Canada House, formerly known as Panache House, is a Grade II* listed building situated on the northern side of Commercial Street in the centre of the city of Sheffield, South Yorkshire, England. It was built as the head offices of the Sheffield United Gas Light Company in 1874. While the main outlook of the building is out onto Commercial Street there is also a short frontage onto Shude Hill at its eastern end and this designated as 19 Shude Hill.

==History==
The building was constructed for the Sheffield United Gas Light Company in 1874 by M.E. Hadfield & Son in the classical style of a grand Italian villa. It was originally named Panache House, and this designation remains carved above the main entrance. The interior contains ornate plaster ceilings and period fireplaces. The general office contains a glazed dome by J.F. Bentley and carvings by Thomas Earp while the board room contains a decorative ceiling by Hugh Stannus. Improvements and additions were made to the building in 1890. The building remained as offices for the Gas Board until 1972 and throughout this period it was informally known as the Gas Office. The vacant building was offered for sale in 1972 but no buyers came forward. Property developers sought consent to demolish the building and redevelop the site but this was opposed by several preservation societies and in June 1973 it was designated as a Grade II* listed building.

An inquiry into the building’s future in 1977 resulted in Sheffield’s Assistant Chief Planner David Cathels stating that the building was considered to be “A vigorous and distinguished example of Victorian architecture which should be retained”. Local businessman Les Vickers paid £110,000 for the building in 1978 with a scheme to turn it into a hotel and conference centre, however these plan fell through and in the early 1980s the building’s lower floor was converted into “Turn Ups” nightclub and “Bloomers” pub.
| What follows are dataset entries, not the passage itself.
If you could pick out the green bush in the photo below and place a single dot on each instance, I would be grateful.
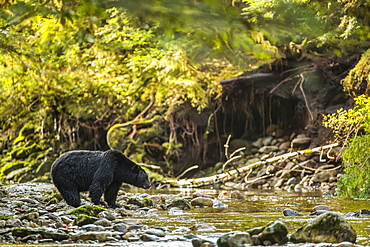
(353, 128)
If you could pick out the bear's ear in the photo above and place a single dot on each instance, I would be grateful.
(135, 168)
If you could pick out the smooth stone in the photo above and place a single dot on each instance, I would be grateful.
(202, 202)
(101, 236)
(93, 228)
(156, 232)
(290, 212)
(274, 232)
(234, 239)
(147, 237)
(329, 227)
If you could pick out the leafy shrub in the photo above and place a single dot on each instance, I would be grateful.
(353, 128)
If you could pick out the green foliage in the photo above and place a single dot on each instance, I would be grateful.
(356, 156)
(81, 76)
(358, 80)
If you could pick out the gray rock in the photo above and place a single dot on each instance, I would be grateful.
(103, 222)
(290, 212)
(274, 232)
(234, 239)
(66, 220)
(84, 220)
(101, 236)
(202, 202)
(219, 204)
(107, 215)
(147, 237)
(329, 227)
(13, 223)
(176, 211)
(45, 233)
(156, 232)
(180, 203)
(92, 228)
(120, 227)
(198, 242)
(236, 194)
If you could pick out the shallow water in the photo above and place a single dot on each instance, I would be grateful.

In 1990 Canadian Business Parks of Bedfordshire acquired the building with plans to restore it, but this never happened as the company hit financial problems.

The building continued to deteriorate throughout the early 1990s and in 1996 Sheffield City Council served a legal notice on the owners to effect repairs. However, no maintenance was carried out, rain came in through the damaged roof and period fireplaces were stolen. The Council in partnership with English Heritage sealed the building against further damage and it was then acquired by English Partnerships, the Government agency for regeneration. The building has been restored, and now carries the name Canada House. The lower floors were occupied by No. 1 Oriental Buffet Restaurant, but this was closed by 2011. There is office space on the upper floors.

As of 2022, Sheffield Music Academy are turning the building into "Harmony Works" - a centre for music teaching in Sheffield

==Architecture==
The building is constructed in the Italian Renaissance Revival style. Among the highlights of the architecture are the four paired granite Corinthian columns on both the ground and first floor. The main door is round arched with steps and is flanked by two figures of Atlas on pedestals supporting a segmental Pediment. The roof has four square corner pinnacles topped with spires.